CDR manupulation

Hello Friends,

I need to examine a huge CDR file according to a complex (at least for me) condition like below and i couldnt write anything :frowning:

In CDR file there are more than hundreds of fields, I need to print the rows which matches the below condition:

while $13 field of subsequent CDRs are equal to eachother and when $NF == 202 ||500 then check if $3 of the lines and decide which of those $3 fields are smaller or bigger and sort it from smaller to bigger, data:

F1 | F2 | 2011111902634918288 | F4 | F5 | F6 | F7 | F8 | F9 | F10 | F11 | F12 | 5437776699 | F14 | ...... | 202

F1 | F2 | 2011111902634918289 | F4 | F5 | F6 | F7 | F8 | F9 | F10 | F11 | F12 | 5447776644 | F14 | ...... | 501

F1 | F2 | 2011111902634918255 | F4 | F5 | F6 | F7 | F8 | F9 | F10 | F11 | F12 | 5427776655 | F14 | ...... | 202

F1 | F2 | 2011111902634918200 | F4 | F5 | F6 | F7 | F8 | F9 | F10 | F11 | F12 | 5427776655 | F14 | ...... | 500

Id like to have the output

F1 | F2 | 2011111902634918200 | F4 | F5 | F6 | F7 | F8 | F9 | F10 | F11 | F12 | 5427776655 | F14 | ...... | 500
F1 | F2 | 2011111902634918255 | F4 | F5 | F6 | F7 | F8 | F9 | F10 | F11 | F12 | 5427776655 | F14 | ...... | 202

because above two rows has same $3 (gsm no) and $NF of them are 202 and 500 in turn (it could be opposite too ; 500 and 202) so the smaller of 3rd fields comes first in output..

Thanks in advance
Best Regards

these two lines will be consecutive in the file? or anywhere in the file

I made a couple of assumptions:

1) only records that should be printed are the ones with matching field 13. If a record has no match it isn't printed.

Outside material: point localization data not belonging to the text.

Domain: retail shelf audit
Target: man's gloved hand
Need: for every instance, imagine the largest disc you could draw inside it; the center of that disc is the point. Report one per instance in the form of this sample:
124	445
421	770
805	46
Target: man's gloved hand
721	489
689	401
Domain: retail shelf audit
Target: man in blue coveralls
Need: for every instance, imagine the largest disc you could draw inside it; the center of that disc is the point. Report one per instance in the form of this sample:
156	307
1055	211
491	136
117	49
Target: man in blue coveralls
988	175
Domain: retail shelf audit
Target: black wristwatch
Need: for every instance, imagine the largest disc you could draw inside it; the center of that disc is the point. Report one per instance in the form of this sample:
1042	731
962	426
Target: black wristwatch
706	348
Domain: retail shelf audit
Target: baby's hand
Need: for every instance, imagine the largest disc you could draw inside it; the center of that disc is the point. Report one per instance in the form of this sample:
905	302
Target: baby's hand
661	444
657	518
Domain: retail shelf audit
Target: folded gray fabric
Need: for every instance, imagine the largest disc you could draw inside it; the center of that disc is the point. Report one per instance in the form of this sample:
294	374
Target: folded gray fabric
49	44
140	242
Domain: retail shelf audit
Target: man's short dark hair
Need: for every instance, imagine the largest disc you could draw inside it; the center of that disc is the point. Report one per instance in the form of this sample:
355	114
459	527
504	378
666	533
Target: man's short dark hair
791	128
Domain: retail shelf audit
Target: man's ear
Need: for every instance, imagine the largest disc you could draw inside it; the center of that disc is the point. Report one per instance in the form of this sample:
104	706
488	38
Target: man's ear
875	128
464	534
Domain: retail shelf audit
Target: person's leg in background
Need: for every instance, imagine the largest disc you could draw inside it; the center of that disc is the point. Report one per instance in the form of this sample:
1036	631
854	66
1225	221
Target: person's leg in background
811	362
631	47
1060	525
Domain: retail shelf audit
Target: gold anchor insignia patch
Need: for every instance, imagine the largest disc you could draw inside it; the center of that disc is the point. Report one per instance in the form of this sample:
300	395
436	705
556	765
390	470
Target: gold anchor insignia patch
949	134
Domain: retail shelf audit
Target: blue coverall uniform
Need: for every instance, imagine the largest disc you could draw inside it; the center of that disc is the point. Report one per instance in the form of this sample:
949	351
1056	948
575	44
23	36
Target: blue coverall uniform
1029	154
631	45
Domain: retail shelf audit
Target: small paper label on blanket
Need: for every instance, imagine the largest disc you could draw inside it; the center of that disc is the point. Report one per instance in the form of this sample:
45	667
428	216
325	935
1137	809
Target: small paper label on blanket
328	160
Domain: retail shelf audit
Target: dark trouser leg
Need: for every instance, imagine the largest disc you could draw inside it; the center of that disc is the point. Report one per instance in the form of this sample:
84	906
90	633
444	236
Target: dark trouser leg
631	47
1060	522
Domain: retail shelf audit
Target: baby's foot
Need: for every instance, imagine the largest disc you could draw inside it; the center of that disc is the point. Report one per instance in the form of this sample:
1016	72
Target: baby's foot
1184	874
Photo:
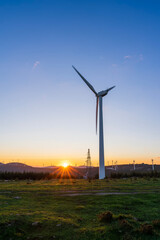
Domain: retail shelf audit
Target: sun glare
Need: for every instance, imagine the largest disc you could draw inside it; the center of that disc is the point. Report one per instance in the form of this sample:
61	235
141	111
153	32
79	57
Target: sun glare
65	165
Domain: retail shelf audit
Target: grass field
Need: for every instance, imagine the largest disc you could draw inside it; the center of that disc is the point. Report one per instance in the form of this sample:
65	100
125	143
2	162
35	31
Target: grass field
78	209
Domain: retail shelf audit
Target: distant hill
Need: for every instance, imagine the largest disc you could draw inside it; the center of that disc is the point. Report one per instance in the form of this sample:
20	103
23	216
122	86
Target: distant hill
21	167
78	171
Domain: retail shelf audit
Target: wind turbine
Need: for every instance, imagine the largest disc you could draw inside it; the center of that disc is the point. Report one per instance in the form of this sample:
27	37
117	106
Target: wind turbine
99	97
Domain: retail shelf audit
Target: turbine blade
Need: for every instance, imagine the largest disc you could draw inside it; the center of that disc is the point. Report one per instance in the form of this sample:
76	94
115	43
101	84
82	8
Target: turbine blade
88	84
109	89
104	93
97	113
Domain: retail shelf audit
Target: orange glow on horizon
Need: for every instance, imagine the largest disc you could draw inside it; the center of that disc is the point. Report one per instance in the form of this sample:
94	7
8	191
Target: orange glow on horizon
65	164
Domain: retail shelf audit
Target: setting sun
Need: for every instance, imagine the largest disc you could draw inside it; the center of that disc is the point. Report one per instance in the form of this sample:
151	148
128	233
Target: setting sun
65	165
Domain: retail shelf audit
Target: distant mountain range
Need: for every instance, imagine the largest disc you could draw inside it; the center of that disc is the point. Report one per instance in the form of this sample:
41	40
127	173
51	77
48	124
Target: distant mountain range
81	170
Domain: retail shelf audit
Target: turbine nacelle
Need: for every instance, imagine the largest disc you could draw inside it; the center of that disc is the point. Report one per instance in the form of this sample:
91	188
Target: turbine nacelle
105	92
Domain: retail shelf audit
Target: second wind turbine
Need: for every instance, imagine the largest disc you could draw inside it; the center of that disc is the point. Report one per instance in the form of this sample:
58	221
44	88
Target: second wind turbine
99	97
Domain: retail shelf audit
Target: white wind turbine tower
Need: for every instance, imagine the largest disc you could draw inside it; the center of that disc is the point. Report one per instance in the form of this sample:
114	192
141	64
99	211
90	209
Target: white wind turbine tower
152	165
99	97
134	167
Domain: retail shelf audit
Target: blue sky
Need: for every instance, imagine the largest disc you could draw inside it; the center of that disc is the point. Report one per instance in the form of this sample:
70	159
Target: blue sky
47	112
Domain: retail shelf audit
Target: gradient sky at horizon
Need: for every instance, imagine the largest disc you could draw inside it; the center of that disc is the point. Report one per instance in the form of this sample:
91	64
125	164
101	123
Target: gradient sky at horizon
47	112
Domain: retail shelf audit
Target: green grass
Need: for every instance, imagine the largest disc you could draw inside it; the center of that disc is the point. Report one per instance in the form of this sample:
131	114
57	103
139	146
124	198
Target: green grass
41	210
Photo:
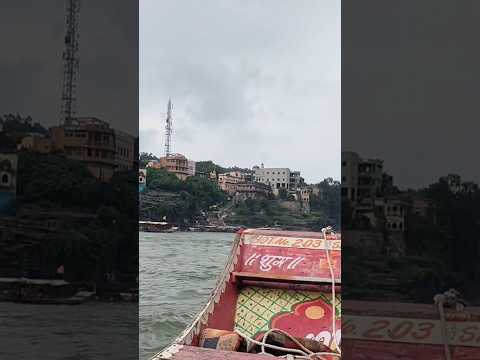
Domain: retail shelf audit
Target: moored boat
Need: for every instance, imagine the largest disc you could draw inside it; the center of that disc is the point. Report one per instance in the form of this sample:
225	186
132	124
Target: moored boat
279	294
388	331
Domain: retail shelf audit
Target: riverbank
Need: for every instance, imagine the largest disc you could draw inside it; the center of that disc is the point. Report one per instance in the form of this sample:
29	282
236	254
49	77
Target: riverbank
57	291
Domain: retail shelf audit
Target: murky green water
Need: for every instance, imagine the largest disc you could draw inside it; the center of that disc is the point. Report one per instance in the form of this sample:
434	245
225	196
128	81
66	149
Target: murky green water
177	274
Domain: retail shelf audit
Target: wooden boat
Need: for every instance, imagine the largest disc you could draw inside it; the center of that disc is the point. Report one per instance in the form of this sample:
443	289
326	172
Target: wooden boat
388	331
279	288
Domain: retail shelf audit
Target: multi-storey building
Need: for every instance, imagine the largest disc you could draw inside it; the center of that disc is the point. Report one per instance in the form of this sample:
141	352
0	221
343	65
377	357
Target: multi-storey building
124	151
228	181
8	181
177	164
142	179
89	140
36	143
252	190
361	178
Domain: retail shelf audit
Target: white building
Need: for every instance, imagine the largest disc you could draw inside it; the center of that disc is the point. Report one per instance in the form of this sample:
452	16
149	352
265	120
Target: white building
276	178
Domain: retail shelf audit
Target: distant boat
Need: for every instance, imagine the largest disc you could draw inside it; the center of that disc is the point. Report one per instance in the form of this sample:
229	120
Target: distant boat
278	287
156	226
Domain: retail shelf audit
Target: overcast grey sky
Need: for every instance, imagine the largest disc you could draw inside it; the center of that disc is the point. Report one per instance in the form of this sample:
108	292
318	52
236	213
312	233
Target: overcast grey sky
31	66
250	81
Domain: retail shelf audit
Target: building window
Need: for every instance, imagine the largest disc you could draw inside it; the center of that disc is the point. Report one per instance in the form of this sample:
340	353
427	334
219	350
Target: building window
5	179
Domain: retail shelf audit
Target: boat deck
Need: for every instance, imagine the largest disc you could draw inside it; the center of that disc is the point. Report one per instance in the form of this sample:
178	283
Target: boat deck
186	352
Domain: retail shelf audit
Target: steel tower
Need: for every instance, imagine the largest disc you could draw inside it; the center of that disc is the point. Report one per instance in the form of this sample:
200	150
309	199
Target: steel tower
168	128
70	63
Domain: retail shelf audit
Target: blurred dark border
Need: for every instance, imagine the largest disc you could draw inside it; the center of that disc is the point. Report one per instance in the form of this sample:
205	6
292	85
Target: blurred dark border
410	195
68	179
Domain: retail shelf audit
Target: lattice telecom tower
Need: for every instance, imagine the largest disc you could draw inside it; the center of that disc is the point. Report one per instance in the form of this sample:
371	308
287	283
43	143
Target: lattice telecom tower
168	128
70	63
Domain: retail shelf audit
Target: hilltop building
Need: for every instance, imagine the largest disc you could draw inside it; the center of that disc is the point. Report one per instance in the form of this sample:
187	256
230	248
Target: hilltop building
361	178
278	178
125	154
8	181
177	164
142	179
89	140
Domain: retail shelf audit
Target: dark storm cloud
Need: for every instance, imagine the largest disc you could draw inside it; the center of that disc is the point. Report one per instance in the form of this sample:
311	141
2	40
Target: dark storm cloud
410	86
32	69
251	82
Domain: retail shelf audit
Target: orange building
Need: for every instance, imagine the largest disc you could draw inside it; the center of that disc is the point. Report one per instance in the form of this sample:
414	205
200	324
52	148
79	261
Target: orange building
89	140
177	164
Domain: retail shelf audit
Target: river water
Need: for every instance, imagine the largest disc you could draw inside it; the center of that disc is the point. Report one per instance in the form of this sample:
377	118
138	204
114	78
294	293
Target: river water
177	274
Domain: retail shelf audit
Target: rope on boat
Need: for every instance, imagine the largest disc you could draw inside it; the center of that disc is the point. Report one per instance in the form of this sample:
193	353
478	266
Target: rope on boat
303	352
332	277
440	300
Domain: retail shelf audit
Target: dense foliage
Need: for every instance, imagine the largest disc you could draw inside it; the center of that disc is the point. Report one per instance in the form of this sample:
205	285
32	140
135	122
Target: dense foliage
328	201
442	248
193	195
103	237
207	167
16	124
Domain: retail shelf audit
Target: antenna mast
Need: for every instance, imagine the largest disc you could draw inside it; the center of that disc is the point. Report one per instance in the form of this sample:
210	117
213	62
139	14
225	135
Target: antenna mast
70	63
168	128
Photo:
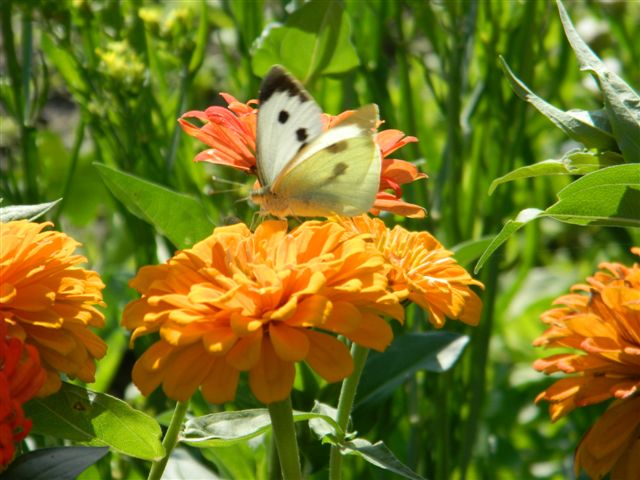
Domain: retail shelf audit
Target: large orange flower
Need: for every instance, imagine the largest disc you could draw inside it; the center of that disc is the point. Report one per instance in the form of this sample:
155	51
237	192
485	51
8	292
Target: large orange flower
601	323
423	271
21	376
48	302
231	134
259	302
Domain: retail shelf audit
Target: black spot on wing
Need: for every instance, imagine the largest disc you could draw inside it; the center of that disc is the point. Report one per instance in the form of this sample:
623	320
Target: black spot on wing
278	80
301	134
338	146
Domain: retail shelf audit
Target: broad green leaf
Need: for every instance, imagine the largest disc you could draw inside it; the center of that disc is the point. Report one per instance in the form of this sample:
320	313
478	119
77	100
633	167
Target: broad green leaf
408	354
621	101
314	41
511	227
589	128
29	212
573	163
181	218
97	419
227	428
469	251
379	455
609	196
61	463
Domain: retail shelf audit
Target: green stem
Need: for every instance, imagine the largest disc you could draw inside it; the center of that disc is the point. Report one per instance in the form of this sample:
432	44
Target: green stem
347	396
284	431
170	440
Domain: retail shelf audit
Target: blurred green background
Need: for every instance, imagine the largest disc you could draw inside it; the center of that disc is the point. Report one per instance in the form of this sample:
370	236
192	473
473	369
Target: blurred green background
104	81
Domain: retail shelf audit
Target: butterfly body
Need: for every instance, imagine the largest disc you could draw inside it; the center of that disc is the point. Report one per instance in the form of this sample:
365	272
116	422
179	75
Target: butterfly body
304	171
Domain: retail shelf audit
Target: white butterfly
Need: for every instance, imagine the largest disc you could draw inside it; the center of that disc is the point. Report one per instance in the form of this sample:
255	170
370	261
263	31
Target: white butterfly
303	171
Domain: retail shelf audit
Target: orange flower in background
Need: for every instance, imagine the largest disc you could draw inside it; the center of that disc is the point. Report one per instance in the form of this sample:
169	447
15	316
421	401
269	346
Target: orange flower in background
48	302
231	134
259	302
21	376
600	322
423	271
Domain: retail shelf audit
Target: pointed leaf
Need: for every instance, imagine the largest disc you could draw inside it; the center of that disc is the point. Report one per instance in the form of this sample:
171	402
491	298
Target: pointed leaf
61	463
621	101
511	227
181	218
573	163
592	129
227	428
408	354
78	414
314	41
29	212
379	455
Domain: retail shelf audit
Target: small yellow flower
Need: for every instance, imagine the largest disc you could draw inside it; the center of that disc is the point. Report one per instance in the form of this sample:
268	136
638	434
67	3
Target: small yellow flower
259	302
602	327
423	271
48	302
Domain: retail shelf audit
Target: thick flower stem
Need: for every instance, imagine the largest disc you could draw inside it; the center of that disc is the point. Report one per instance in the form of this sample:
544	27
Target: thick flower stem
284	431
345	403
169	441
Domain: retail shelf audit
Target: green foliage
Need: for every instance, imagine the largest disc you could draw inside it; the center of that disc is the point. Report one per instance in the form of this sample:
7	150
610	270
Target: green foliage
91	92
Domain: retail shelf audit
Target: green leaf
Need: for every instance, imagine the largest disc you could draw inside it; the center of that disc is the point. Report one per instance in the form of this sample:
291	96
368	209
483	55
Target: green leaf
181	218
621	101
577	162
379	455
29	212
592	129
314	41
227	428
97	419
609	197
61	463
408	354
511	227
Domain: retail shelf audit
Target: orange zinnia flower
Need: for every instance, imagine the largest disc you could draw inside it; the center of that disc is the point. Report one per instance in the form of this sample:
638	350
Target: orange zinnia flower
259	302
423	271
21	376
603	325
48	302
231	134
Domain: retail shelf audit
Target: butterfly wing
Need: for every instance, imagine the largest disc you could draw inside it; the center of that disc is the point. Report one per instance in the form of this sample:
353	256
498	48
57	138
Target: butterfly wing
338	173
288	119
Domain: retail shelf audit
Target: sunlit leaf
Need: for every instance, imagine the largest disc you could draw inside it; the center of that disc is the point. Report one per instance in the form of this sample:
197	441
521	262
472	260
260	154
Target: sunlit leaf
573	163
181	218
61	463
408	354
227	428
314	41
621	101
379	455
592	129
28	212
97	419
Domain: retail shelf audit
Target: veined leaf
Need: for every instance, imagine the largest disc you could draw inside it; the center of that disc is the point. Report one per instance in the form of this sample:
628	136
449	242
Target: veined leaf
621	101
180	217
314	41
97	419
29	212
577	162
408	354
61	463
592	129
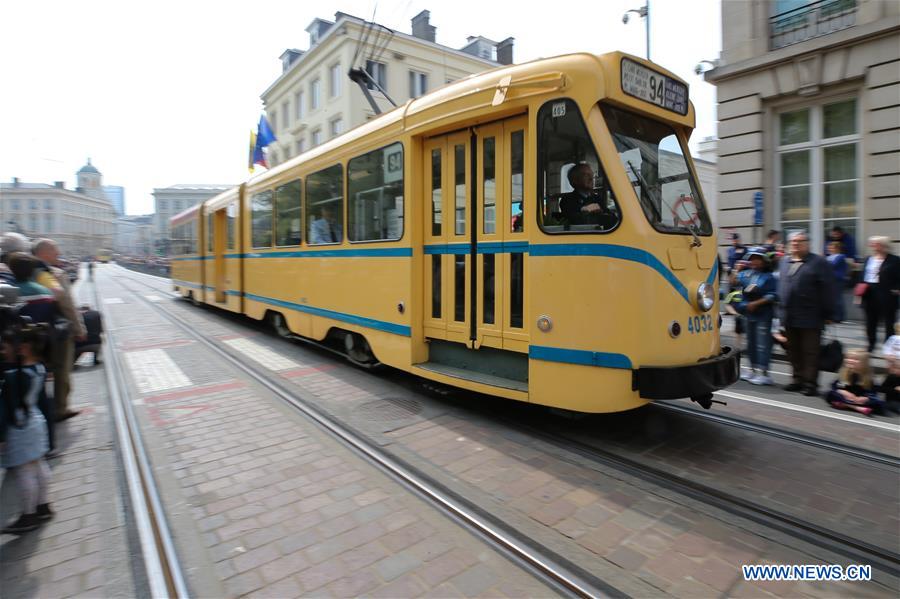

2) matching records would be consecutive in the input.

awk -F \| '
    function print_set(     i )
    {
        if( iidx < 2)           # print only if there were more than 1
            return;

        asort( idx3 );
        for( i = 1; i <= length( idx3 ); i++ )
            print buf[idx3];
    }

    !( $NF == 202 || $NF == 500 ) { next; }

    p13 != $13 {                # not the same; print previous set if there
        print_set( );

        iidx = 0;               # reset cache
        delete idx;
        delete buf;
    }

    {                           # cache information untl we have a $13 that does not match
        p13 = $13;
        idx3[iidx++] = $3;
        buf[$3] = $0;
    }

    END {
        print_set( );
    }
' input-file >output-file

If all 202/500 records are to be printed, regardless of whether or not there was a matching record based on field 13, then comment out the first two lines (if and return) in the print_set function.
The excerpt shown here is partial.